Heroku HTTP Routing Errors
The routing outage was the result of three root causes.
The first root cause is related to the streaming data API which connects the dyno manifold to the routing mesh. On the dyno management side, an engineer was performing a manual garbage collection process which created an unusual record in the data stream. On the routing side, the subprocess of the router which handles the incoming stream could not parse this record.
Heroku Dyno Outage
On Tuesday (Feb 21), we deployed a code change to the dyno management agent which runs on the machines which comprise our dyno manifold. This change introduced a latent problem with creating extra (“phantom”) dynos, which only became visible under unusual load conditions that would occur that weekend.
Heroku Elevated Error Rates
On Saturday we had a rough night. There were problems routing HTTP traffic to customer applications, to varying degrees, for more than four hours. … Upon further investigation, we discovered that we were being attacked by a very large scale distributed denial of service (DDoS) attack. This attack was sending multiples of our normal production traffic levels to our HTTP routing system which was unable to handle the load.
Summary of the Amazon EC2, Amazon EBS, and Amazon RDS Service Event in the EU West Region
First, our EC2 management service (which handles API requests to RunInstance, CreateVolume, etc.), has servers in each Availability Zone. The management servers which receive requests continued to route requests to management servers in the affected Availability Zone. Because the management servers in the affected Availability Zone were inaccessible, requests routed to those servers failed. Second, the EC2 management servers receiving requests were continuing to accept RunInstances requests targeted at the impacted Availability Zone. Rather than failing these requests immediately, they were queued and our management servers attempted to process them. Fairly quickly, a large number of these requests began to queue up and we overloaded the management servers receiving requests, which were waiting for these queued requests to complete.
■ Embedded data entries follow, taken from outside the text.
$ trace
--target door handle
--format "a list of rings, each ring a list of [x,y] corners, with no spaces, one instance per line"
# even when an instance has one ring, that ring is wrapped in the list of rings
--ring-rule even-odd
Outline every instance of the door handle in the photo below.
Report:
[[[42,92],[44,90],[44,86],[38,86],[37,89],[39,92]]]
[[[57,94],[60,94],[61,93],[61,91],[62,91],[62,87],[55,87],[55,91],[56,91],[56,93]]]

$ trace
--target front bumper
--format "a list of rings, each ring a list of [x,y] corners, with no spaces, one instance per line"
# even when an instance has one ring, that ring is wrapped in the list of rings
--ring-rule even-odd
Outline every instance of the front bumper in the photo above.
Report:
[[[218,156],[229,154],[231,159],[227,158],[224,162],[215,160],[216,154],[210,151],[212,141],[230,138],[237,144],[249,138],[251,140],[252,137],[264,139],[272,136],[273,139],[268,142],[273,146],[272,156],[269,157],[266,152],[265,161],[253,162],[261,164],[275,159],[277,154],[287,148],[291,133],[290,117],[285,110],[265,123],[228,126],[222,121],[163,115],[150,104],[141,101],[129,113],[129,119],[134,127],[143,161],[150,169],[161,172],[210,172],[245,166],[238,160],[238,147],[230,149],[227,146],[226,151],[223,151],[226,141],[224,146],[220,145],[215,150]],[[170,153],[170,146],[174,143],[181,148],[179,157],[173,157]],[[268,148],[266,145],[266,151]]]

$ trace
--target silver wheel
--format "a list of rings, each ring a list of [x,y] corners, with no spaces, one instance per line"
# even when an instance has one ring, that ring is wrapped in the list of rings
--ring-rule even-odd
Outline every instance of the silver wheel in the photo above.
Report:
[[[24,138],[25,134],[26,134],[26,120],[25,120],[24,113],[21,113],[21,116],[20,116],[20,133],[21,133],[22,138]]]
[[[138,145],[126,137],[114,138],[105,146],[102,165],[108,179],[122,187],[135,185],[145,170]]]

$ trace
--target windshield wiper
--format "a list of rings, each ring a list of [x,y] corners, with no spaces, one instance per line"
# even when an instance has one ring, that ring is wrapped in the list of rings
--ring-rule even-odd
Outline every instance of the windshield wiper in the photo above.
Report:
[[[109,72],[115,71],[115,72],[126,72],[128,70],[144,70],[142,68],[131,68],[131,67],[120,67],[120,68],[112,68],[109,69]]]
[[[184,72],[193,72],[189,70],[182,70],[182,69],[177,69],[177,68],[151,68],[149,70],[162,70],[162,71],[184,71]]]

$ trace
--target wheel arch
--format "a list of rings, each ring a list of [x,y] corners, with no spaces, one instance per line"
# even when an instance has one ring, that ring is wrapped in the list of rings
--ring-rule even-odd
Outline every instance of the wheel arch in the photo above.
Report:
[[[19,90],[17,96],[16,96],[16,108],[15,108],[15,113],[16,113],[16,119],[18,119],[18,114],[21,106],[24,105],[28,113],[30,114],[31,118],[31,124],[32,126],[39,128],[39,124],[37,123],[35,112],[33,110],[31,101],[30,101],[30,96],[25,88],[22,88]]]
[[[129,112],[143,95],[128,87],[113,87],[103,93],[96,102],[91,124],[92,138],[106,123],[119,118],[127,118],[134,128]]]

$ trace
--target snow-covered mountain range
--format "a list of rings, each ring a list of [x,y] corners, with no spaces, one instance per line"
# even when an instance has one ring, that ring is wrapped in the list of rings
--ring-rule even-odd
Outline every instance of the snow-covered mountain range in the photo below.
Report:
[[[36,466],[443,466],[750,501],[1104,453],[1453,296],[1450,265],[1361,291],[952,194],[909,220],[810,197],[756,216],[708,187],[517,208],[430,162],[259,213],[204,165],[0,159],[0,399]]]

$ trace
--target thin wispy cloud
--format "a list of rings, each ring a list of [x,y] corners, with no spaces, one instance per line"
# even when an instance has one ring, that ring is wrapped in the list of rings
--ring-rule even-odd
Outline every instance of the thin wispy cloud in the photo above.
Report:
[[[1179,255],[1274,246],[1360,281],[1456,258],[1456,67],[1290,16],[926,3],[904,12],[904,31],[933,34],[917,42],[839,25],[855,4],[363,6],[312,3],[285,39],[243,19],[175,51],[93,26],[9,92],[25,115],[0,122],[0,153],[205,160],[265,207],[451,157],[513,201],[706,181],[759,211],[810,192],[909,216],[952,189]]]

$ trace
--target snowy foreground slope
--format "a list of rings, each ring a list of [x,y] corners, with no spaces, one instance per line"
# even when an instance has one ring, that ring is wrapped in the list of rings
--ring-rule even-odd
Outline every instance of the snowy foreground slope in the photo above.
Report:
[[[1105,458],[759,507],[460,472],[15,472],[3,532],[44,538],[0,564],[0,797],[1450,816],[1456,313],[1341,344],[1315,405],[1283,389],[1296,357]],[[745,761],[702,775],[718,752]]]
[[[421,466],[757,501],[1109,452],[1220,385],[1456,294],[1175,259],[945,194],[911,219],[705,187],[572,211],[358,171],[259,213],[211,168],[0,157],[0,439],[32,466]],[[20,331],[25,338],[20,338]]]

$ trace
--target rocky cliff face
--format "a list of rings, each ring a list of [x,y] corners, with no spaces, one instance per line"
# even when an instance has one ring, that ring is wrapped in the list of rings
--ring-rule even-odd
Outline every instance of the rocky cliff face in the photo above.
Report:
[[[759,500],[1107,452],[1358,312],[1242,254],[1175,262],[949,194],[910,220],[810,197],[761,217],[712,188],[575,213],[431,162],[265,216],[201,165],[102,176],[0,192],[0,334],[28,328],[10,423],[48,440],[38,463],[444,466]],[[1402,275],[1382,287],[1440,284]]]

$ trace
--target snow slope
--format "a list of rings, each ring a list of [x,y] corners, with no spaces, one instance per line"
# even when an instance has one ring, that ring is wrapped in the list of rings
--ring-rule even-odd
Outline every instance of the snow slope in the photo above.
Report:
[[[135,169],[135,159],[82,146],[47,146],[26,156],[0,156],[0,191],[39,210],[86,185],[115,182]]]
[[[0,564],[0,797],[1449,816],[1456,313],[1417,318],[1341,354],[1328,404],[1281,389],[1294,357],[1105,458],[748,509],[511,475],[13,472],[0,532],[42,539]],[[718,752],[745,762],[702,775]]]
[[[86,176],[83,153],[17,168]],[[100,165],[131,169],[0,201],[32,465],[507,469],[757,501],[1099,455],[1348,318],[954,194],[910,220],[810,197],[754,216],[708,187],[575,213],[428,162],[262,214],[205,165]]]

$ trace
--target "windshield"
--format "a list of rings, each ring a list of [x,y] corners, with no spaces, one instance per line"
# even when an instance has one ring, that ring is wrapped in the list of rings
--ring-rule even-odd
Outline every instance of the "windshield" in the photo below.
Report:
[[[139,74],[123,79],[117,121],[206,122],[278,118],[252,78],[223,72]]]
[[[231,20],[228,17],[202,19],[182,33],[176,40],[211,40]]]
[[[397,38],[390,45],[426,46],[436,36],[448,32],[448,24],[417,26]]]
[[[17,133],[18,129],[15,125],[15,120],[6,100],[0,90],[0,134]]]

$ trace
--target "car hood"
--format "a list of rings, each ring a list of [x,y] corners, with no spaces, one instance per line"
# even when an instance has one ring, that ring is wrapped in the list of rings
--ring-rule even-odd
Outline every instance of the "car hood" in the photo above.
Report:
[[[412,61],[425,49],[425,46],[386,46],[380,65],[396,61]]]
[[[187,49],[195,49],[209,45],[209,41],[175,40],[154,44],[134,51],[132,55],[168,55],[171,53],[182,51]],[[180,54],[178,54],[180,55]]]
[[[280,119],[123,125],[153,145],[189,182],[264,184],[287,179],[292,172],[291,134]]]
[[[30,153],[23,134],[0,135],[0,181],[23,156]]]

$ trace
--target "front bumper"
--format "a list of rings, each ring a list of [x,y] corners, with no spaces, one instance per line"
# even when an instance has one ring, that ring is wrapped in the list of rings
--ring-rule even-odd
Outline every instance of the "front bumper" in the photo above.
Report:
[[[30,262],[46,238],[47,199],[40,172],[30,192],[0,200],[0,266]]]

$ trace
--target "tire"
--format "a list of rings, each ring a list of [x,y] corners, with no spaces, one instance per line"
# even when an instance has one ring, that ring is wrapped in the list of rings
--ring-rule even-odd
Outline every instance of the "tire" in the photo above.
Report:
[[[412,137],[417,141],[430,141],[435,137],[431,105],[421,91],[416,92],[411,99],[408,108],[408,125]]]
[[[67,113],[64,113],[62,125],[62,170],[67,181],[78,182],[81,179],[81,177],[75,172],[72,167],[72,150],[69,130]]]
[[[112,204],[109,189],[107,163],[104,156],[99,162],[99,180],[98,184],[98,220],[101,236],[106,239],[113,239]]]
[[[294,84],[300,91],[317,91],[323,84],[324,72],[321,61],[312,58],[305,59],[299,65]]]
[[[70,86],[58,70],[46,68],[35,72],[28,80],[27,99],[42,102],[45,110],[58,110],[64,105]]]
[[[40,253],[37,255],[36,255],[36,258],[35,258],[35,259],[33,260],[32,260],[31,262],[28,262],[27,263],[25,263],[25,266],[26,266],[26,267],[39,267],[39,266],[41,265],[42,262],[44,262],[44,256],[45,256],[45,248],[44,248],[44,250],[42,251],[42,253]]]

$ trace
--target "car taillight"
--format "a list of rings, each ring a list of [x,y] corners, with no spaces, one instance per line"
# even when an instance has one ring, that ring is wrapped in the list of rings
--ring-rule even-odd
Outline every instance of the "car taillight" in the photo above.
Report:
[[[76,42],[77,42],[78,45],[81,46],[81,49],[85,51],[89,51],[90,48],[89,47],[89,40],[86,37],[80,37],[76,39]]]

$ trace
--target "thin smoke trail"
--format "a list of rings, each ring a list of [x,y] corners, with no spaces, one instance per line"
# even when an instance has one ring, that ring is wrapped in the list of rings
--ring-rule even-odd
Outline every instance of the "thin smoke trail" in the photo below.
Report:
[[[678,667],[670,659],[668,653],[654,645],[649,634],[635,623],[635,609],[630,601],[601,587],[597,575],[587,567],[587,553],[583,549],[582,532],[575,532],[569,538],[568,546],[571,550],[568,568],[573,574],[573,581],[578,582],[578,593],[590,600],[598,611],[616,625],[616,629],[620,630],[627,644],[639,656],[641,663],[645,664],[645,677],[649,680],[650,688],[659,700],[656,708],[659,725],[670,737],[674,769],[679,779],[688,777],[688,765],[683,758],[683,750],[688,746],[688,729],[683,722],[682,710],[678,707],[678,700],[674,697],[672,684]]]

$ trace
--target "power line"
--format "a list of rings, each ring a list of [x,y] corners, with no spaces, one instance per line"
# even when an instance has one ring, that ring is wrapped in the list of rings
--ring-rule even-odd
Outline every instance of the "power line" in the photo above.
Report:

The combination of these two factors caused long delays in launching instances and higher error rates for the EU West EC2 APIs.
Heroku: HTTP and Git Connectivity Problems
At approximately 03:30 Pacific time, it was determined that Heroku was the target of a distributed denial of service (DDoS) attack. The method of the DDoS was a SYN flood . Our network engineers applied a variety of host-based techniques to reduce the effect of the attacks. A combination of tweaked networking configuration and some quickly built tools for maintaining system firewall rules helped us get the affected servers to the point where they were no longer crashing, but we were still seeing very high levels of network packet loss to the nodes — users often had to reload multiple times in order to get a web page to load.